When searching for a college that fit my needs, I was self-motivated to do so. Many of my peers had parents who were setting up college visits for them, arranging meetings with professors that they knew from their college careers, and taking them to ACT test preparation and practice sessions to help improve their score. They were improving their score not to get accepted to a university, but to get more scholarship money. I had not even thought of that idea at that point in time. When I visited my first college, it was my first time on a college campus. I had never been to a college sports game, never been to a music recital, or theatre production. I do not know what I expected, but whatever it was…it was not what I received. I felt unwelcome, like a burden to those whose paths I crossed.
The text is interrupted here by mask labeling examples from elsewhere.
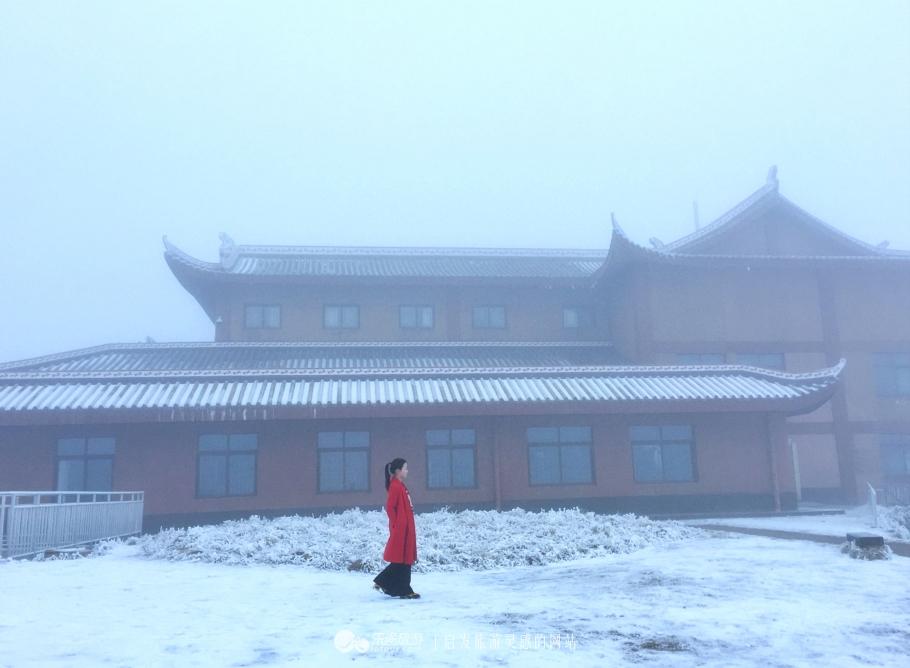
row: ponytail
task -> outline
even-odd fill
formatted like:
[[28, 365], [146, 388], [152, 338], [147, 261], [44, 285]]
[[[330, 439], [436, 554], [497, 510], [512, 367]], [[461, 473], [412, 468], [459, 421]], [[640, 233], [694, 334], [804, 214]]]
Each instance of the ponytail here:
[[399, 470], [402, 466], [405, 465], [405, 460], [401, 457], [396, 457], [388, 464], [385, 465], [385, 488], [389, 489], [389, 485], [392, 482], [392, 476], [395, 475], [395, 471]]

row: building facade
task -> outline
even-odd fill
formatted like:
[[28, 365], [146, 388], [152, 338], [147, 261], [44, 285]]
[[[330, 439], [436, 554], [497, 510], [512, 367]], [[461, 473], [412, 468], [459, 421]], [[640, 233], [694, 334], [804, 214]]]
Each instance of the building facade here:
[[165, 239], [214, 341], [0, 365], [0, 488], [141, 489], [148, 528], [378, 507], [786, 509], [910, 483], [910, 252], [776, 178], [604, 251]]

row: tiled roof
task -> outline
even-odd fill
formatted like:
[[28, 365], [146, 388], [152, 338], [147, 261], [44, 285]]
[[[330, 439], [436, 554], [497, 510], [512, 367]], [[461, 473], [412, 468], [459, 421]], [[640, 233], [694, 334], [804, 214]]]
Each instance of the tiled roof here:
[[194, 258], [164, 240], [172, 266], [222, 277], [498, 278], [581, 280], [605, 250], [238, 246], [223, 237], [220, 261]]
[[[249, 347], [235, 350], [248, 351]], [[259, 409], [470, 404], [489, 410], [504, 404], [573, 402], [735, 402], [749, 410], [750, 403], [771, 401], [785, 410], [790, 402], [816, 396], [825, 400], [843, 368], [843, 361], [807, 374], [740, 365], [427, 367], [414, 359], [382, 368], [139, 369], [103, 362], [107, 368], [99, 371], [90, 370], [92, 365], [51, 369], [54, 364], [48, 365], [48, 361], [30, 368], [7, 365], [0, 371], [0, 419], [41, 411], [133, 409], [210, 415], [216, 411], [222, 419], [246, 419], [248, 415], [262, 417], [255, 412]], [[254, 412], [248, 414], [248, 409]], [[173, 413], [169, 415], [175, 419]]]
[[[765, 184], [749, 195], [746, 199], [736, 204], [729, 211], [723, 213], [720, 217], [712, 221], [711, 223], [705, 225], [704, 227], [687, 234], [675, 241], [672, 241], [667, 244], [661, 245], [657, 250], [663, 253], [691, 253], [692, 247], [697, 246], [703, 241], [707, 241], [712, 237], [717, 236], [720, 232], [727, 230], [732, 225], [736, 225], [746, 218], [746, 213], [753, 209], [759, 209], [766, 206], [772, 205], [782, 205], [795, 213], [800, 219], [802, 219], [806, 224], [812, 228], [819, 230], [820, 232], [837, 239], [841, 242], [844, 242], [847, 247], [853, 247], [856, 250], [856, 253], [844, 256], [818, 256], [818, 257], [834, 257], [835, 259], [846, 259], [854, 257], [869, 257], [869, 258], [908, 258], [910, 259], [910, 251], [907, 250], [896, 250], [890, 248], [883, 248], [880, 246], [874, 246], [872, 244], [861, 241], [856, 237], [853, 237], [833, 225], [829, 225], [825, 221], [816, 218], [808, 211], [800, 208], [786, 197], [780, 194], [779, 191], [779, 182], [777, 180], [777, 169], [772, 167], [768, 173], [768, 179]], [[697, 251], [695, 251], [698, 253]], [[698, 253], [702, 255], [701, 253]], [[717, 257], [717, 256], [714, 256]], [[722, 256], [721, 256], [722, 257]], [[772, 257], [772, 256], [766, 256]], [[780, 256], [773, 256], [780, 257]], [[791, 256], [796, 257], [796, 256]], [[811, 256], [816, 257], [816, 256]], [[797, 259], [809, 259], [806, 256], [798, 257]]]
[[561, 367], [621, 363], [609, 343], [127, 343], [0, 364], [28, 372]]

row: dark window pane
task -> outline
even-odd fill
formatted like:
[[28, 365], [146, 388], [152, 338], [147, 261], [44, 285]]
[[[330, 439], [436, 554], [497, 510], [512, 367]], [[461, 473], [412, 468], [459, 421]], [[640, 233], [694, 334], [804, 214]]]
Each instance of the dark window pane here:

The university wanted to show us the campus and the residence halls, but did not seem to care about who I was as a student, or what I wanted to gain from a college experience.
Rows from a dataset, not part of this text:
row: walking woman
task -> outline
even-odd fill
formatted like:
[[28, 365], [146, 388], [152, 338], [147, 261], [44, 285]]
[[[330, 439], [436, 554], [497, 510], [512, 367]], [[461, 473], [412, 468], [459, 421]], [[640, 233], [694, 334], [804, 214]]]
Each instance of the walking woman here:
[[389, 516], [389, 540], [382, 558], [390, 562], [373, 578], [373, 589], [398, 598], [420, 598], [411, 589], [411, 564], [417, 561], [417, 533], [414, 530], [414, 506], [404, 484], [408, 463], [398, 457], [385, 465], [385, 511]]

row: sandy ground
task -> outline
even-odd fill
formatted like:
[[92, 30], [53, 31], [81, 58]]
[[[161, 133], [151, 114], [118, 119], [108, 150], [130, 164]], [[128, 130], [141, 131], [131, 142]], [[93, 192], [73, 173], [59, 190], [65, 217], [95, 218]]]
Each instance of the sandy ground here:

After that first visit I was turned off from the college concept. It seemed elitist, and a place where I would not fit in. After conveying this experience to my brother who is two years older than me, he suggested I visit his university. He said that he felt welcome, and he thought I would enjoy the experience it provided. I reluctantly decided to visit. The institution that was at the bottom of my list quickly advanced to the top. Coming from a small community, I did not want to attend the same institution as my brother. The welcoming feeling and overall sense of respect that I received was astounding. I went home and canceled all of my applications and campus visit days, I applied to that institution and never looked back.

Secretly, I think I found comfort in the fact that I knew someone on a campus that at the time seemed large and overwhelming. The institution did not do anything super special for me as a first-generation student, except they made me feel at home. I was welcomed into the community in the residence halls; I was encouraged to get involved both inside and outside of the classroom. I had professors who engaged and supported me through my academics, and professionals who supported me outside of the walls of the class. Because of this support, I began to involve myself in residence life, student government, academic based clubs, and orientation. Through all of these experiences, a passion began to build inside of me to help others. It was through my work as an orientation leader and orientation intern that I found my passion for helping students who do not know what questions to ask, or where to find the answers to the questions that they have. As a professional, I am looking forward to crossing paths with all students and helping them through their transition to college life, but the students who identify as first-generation students will always have a special place in my heart. It is through them, that I can repay the kindness that was shown to me throughout my undergraduate experience. The greatest gift of all is the encouragement that I can give to students to be successful. The first student that I encouraged who was a first-generation college student, was my mom. She graduated this past December with a degree in nursing. She encouraged and supported me as much as she could or knew how, and once I knew how to help and encourage her, I re-gifted.